Hundreds of different stocks are available to thousands of buyers and sellers and can readily be turned into cash due to the large number of market players. The OTC market is generally much thinner or less liquid which makes it more difficult to sell at a certain time in a failing market due to lack of buyers.

Operates in full public view


Transactions and price data are readily available through newspapers, radio, television and information networks. Unlike the stock exchange, the over-thecounter stock prices are not published daily in the newspapers, which makes it more difficult for an investor to keep track of his investment.

Who are the players in the stock market?

Investors are the ones who buy and sell securities in the hope of receiving dividend income and making a profit through capital appreciation. These buyers and sellers are not the only players in the stock market. Other persons or institutions ensure that the stock market is a readily accessible, efficient, orderly and transparent market.

Stockbroker
Anyone who wishes to buy shares of stocks or bonds must have a stockbroker. He acts as an agent or middleman between the investor and other buyers/sellers. As an intermediary, the stockbroker executes orders for clients, purchasing or selling the stocks on the stock exchange.

He is the only person or corporation authorized and licensed by the Securities and Exchange Commission to trade in securities.

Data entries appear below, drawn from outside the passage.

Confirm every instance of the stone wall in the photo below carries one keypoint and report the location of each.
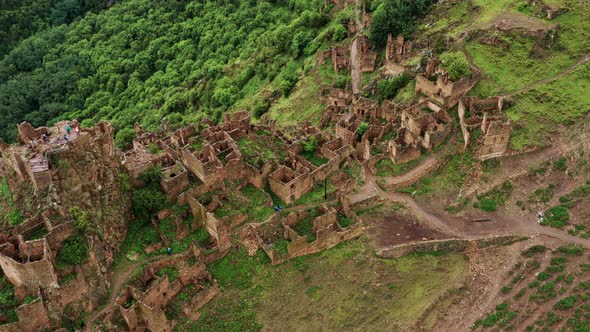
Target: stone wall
(28, 276)
(31, 317)
(495, 141)
(450, 245)
(290, 184)
(174, 181)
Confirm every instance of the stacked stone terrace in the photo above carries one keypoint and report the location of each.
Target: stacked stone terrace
(409, 130)
(327, 231)
(486, 115)
(30, 159)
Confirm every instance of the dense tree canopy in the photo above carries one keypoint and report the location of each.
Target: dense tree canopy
(21, 18)
(145, 61)
(395, 16)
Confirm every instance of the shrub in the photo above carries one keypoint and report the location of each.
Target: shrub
(362, 129)
(339, 33)
(557, 216)
(488, 205)
(260, 108)
(389, 88)
(146, 201)
(456, 65)
(530, 252)
(124, 137)
(571, 249)
(74, 251)
(566, 303)
(80, 218)
(396, 17)
(541, 195)
(560, 164)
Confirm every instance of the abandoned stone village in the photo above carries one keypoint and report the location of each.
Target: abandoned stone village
(207, 171)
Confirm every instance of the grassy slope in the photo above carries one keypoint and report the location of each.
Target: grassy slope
(536, 113)
(345, 288)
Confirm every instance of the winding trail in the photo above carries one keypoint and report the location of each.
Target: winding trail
(119, 278)
(426, 165)
(463, 227)
(354, 58)
(565, 72)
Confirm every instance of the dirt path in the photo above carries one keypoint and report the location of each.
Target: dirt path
(463, 227)
(425, 166)
(354, 58)
(565, 72)
(119, 278)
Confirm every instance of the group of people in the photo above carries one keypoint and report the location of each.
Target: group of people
(66, 136)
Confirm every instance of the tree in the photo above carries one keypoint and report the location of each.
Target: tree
(74, 251)
(388, 88)
(456, 64)
(362, 129)
(396, 17)
(309, 145)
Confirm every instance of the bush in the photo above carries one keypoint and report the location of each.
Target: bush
(74, 251)
(571, 249)
(124, 137)
(389, 88)
(557, 216)
(560, 164)
(456, 65)
(565, 303)
(260, 108)
(396, 17)
(488, 205)
(339, 33)
(530, 252)
(80, 218)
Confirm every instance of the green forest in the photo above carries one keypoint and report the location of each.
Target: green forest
(146, 61)
(160, 61)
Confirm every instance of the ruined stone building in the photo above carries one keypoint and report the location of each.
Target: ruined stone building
(340, 56)
(327, 231)
(444, 91)
(290, 182)
(367, 55)
(487, 116)
(424, 126)
(30, 160)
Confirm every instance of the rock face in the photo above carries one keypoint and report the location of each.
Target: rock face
(62, 177)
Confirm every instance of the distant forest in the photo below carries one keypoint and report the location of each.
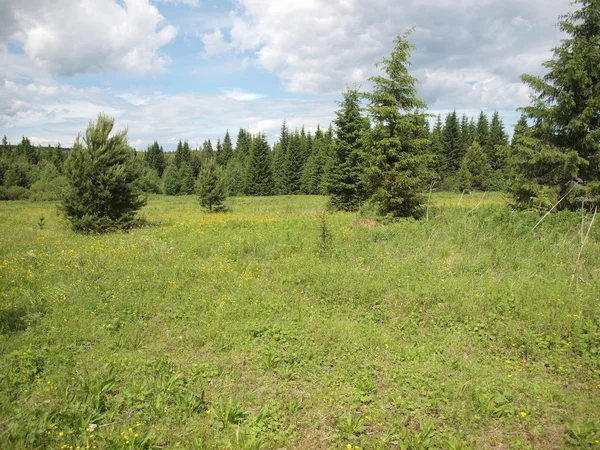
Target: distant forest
(466, 153)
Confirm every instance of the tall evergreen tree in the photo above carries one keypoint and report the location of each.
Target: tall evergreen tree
(182, 154)
(171, 180)
(439, 162)
(280, 180)
(294, 162)
(210, 186)
(344, 181)
(155, 158)
(396, 168)
(498, 143)
(483, 132)
(227, 150)
(564, 141)
(452, 143)
(474, 172)
(103, 191)
(259, 179)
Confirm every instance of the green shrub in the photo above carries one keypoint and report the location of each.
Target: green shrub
(103, 189)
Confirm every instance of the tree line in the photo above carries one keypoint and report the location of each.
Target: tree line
(380, 148)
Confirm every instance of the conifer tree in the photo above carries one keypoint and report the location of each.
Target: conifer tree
(439, 162)
(483, 132)
(452, 143)
(474, 172)
(259, 176)
(498, 143)
(280, 181)
(182, 154)
(227, 150)
(396, 153)
(188, 179)
(562, 148)
(210, 186)
(171, 180)
(294, 163)
(344, 178)
(103, 191)
(155, 158)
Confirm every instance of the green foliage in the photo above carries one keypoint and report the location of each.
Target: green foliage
(172, 180)
(452, 142)
(210, 186)
(102, 192)
(231, 331)
(396, 147)
(259, 177)
(474, 172)
(187, 180)
(155, 158)
(344, 177)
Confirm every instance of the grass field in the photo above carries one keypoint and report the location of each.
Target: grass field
(275, 326)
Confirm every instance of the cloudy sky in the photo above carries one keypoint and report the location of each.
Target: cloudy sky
(190, 69)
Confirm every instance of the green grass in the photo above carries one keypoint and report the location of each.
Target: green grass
(274, 326)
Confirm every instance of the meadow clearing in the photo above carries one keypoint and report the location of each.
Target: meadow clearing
(277, 326)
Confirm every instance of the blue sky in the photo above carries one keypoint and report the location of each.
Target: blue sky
(191, 69)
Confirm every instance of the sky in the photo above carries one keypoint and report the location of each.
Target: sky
(170, 70)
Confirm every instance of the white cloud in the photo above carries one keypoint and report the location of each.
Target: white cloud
(241, 95)
(60, 112)
(69, 37)
(214, 43)
(192, 3)
(319, 46)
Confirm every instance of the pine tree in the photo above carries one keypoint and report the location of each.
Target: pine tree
(498, 143)
(439, 162)
(182, 154)
(210, 186)
(259, 178)
(452, 143)
(155, 158)
(294, 163)
(474, 172)
(483, 133)
(280, 180)
(227, 150)
(396, 165)
(103, 191)
(188, 179)
(564, 139)
(344, 181)
(171, 180)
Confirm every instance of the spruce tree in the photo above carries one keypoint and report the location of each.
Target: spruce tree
(188, 179)
(439, 162)
(259, 178)
(210, 186)
(344, 181)
(564, 140)
(474, 171)
(103, 192)
(280, 180)
(451, 137)
(171, 180)
(155, 158)
(227, 150)
(397, 144)
(294, 162)
(498, 143)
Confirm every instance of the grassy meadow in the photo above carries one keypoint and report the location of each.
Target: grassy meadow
(277, 326)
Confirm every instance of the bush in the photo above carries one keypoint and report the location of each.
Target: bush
(15, 193)
(46, 191)
(103, 190)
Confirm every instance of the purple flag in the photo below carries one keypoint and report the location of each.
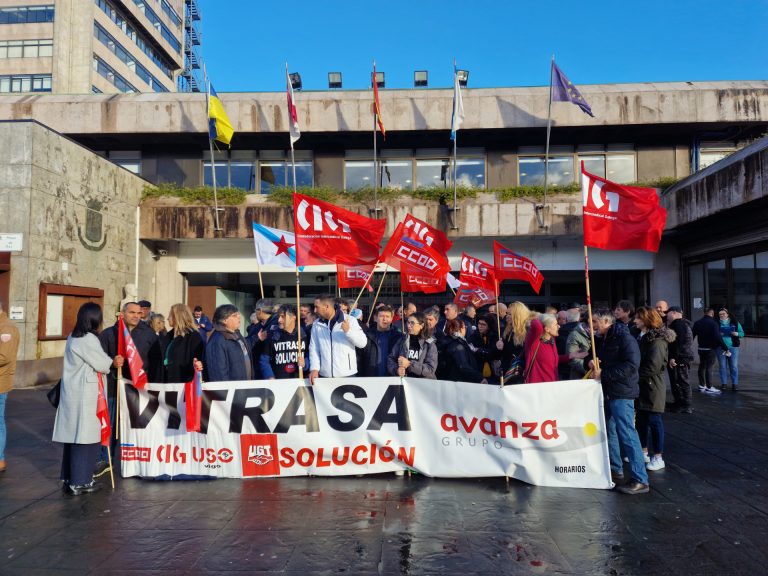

They are commonly known as members, member-brokers, or member-firms of the Philippine Stock Exchange.

Stock exchange
This is the organization that oversees the transactions of the buyers and sellers placed through the member-brokers. Its professional management ensures that the market is efficient, fair, transparent and orderly by enforcing its rules and regulations.

Transfer agent
When shares are purchased and transferred from the seller to the buyer, the transaction should be recorded in the stock books of every listed company which record the complete shareholdings of each stockholder of the company. But most companies have his record keeping done by a separate agency, called the transfer agent.

Thus, when a transaction has been done, the details are kept in a ledger or record book by the companys transfer agent. As such, the transfer agents maintains the ledgers for each issuer company showing the name and address of, and the number of shares held by each registered stockholder.

Another function of a transfer agent, which is either a commercial bank or trust company, is to cancel old certificates, issue new certificates and change the name of the certificates into the buyers name when the shares have been sold.

Clearing House
When a transaction has been made, the seller through his stockbroker has to deliver the stock certificate to the buyer who in turn orders his stockbroker to pay for the shares purchased.

This seems to be an easy process. But considering the thousands of transactions executed everyday and the nearly 200 stockbrokers involved, broker-to-broker payments and delivery of certificates would become complicated. To facilitate transactions and make the market more orderly, all payments by all stockbrokers are done to a centralized institution, called the clearinghouse.

Thus, all stockbrokers will make payments to and receive payments from the clearinghouse for purchases and sales they have made for their clients. At the same time, all stock certificates will be delivered to and obtained from this central institution.

Listed Company
A corporation that offers and lists its shares in the stock exchange is called a listed company or issuer. A listed company is also known as a publicly owned company in view of the fact that its shares were sold to the investing public.

These are the companies that raised their required funds through such issuance of securities to the public. The capital raised provides the company with the necessary funds to be invested in business facilities and equipment.

An issuing company becomes a listed company, whose shares are traded in the stock market, after it has met the strict listing requirements imposed by the stock exchange.